Artist.MTVNow that SXSW has shifted gears to music, we’re hearing some interesting announcements (including MTV’s new artist.MTV site. The site is designed as a MySpace-like portal for artists; its scheduled for a beta launch in May. Artists will have direct control of their pages, able to use the site to connect with fans, sell concert tickets and merchandise, share photos and music, and more) (TheWrap) (GigaOm)

Amazon Children’s Publishing has chosen its first YA novel (for publication, Katie Anderson’s “Kiss & Make Up.” The novel tells the story of Emerson Taylor, a confessed lip gloss addict who has a secret power: she can read the mind of anyone who kisses her. We’re not sure we’d want that power, but we’re curious to read the book!) (Publishers Weekly)

We’re now only a week away from the the film release of ‘The Hunger Games,’ and everyone is getting into the act, speculating (about its theatrical success. That depends on it transcending it’s “YA” status and drawing an older audience as well. Not surprisingly, the film project is being compared to “Harry Potter,” but in reality, it picks up where that series left off with mature characters “already in [the adult] world, and dealing with its inhumanity,” according to Scholastic’s David Levithan. He likens the series to “Star Wars” — either way, it’s pretty impressive company) (NY Times)
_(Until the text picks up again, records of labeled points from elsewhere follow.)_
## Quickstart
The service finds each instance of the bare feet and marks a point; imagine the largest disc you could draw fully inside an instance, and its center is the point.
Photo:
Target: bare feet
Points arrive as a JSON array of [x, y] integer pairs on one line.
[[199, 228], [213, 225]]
Millennials who move back in with their parents in their adult years aren’t getting a free ride (but instead are paying rent, helping with household expenses, and trying to save up. They’re content with their living situation, though they wish they had a little more money to live on) (CNN)

Video games can be part of a ‘healthy, balanced media diet’ (sparking creativity and serving as a learning tool. Of course that depends largely on the video game — many foster problem-solving and planning skills. Still, parents fear the medium and don’t encourage gaming because violent games get more attention in the media, leading them to think it’s not good for their kids) (VentureBeat)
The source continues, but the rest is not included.